We have done geographical mapping by joining the names of the places, whose values are to be mapped, with the polygon data of latitudes and longitudes. Here, we didn’t make use of the fips data. In some datasets, only fips is provided without place names. In this article we will make use of the fips that we had integrated into the polygon data.
library(stringr)
library(knitr)
library(tidyverse)
library(data.table)
library(DT)
polygon_county = fread(str_c(files_dir, 'polygon_county.csv'))
polygon_state = fread(str_c(files_dir, 'polygon_state.csv'))
center_state = fread(str_c(files_dir, 'center_state.csv'))
center_county = fread(str_c(files_dir, 'center_county.csv'))
The unemployment dataset unemp in the maps package has the fips code, population, and unemployment rates for each county in 2009.
library(maps)
data(unemp)
unemp %>% datatable()
unemp = as.data.table(unemp)
unemp = left_join(polygon_county, unemp) %>% as.data.table()
unemp[1:1000] %>% datatable(rownames = F)
As can be seen, joining this dataset with polygon data is much easier, because there is no need to do cleaning for names to match. It also decreases mismatching of names with their polygons (to maybe 0%?).
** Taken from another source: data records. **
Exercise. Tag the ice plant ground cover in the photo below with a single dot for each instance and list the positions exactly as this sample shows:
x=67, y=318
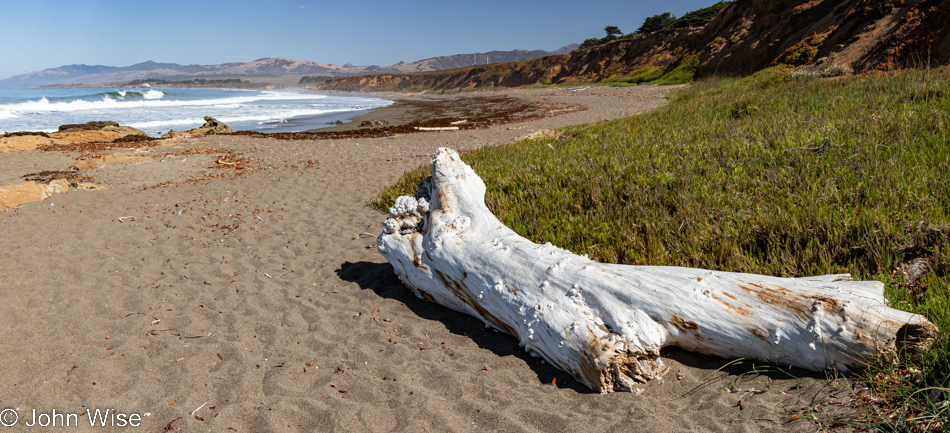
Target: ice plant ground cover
x=766, y=174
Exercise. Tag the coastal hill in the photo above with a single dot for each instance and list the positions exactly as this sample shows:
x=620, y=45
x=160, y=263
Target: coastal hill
x=820, y=36
x=266, y=70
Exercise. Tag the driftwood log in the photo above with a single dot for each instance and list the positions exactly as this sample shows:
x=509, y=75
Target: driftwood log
x=605, y=323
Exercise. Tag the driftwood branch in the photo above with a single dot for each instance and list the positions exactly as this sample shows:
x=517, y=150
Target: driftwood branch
x=605, y=323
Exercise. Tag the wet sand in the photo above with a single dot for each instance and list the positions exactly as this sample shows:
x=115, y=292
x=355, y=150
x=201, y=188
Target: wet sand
x=246, y=295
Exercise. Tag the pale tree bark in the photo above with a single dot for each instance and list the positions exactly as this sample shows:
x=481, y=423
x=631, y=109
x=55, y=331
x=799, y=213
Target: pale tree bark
x=605, y=323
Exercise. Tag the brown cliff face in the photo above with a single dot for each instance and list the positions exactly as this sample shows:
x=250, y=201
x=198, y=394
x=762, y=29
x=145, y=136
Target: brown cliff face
x=746, y=36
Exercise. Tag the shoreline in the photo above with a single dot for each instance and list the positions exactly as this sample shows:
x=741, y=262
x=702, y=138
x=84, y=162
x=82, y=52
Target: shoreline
x=232, y=282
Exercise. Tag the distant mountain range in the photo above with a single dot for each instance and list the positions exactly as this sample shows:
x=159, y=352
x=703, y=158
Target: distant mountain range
x=261, y=69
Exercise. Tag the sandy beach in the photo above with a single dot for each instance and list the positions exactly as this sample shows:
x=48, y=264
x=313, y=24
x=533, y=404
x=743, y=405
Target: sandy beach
x=231, y=283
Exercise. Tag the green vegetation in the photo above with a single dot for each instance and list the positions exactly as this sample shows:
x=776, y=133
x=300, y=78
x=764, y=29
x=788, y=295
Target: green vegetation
x=612, y=33
x=680, y=72
x=656, y=23
x=665, y=20
x=765, y=174
x=699, y=17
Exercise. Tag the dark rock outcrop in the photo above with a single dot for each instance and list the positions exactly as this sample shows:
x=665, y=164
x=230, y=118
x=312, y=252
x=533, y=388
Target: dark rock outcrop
x=103, y=125
x=746, y=36
x=211, y=127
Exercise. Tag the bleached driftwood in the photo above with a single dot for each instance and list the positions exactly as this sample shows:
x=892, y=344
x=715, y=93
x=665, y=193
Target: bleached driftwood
x=605, y=323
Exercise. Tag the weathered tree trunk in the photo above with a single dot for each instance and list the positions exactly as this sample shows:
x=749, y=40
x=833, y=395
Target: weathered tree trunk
x=605, y=323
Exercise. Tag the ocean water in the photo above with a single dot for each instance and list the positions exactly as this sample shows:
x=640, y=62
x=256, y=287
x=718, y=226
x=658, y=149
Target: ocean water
x=156, y=110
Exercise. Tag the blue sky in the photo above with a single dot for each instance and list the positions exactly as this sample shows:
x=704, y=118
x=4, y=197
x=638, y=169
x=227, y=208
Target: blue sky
x=42, y=34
ggplot(data = unemp, mapping = aes(x = long, y = lat, group = group)) +
geom_polygon(aes(fill = unemp), color = NA, size = 0.1) +
geom_polygon(data = polygon_state, col = 'black', fill = NA, size = 0.1) +
scale_fill_gradientn(colours = c('limegreen', 'yellow1', 'red1')) +
coord_map('mercator') +
theme_bw()
Since the majority of unemployment rate is around 10%, and only a few are very high, the distribution is not nicely seen. Taking the log of the data might help to distingusih between the counties.
lowest_unemp = unemp[, .(state_avg_unemp = mean(unemp)), by = state][order(state_avg_unemp)][1:10]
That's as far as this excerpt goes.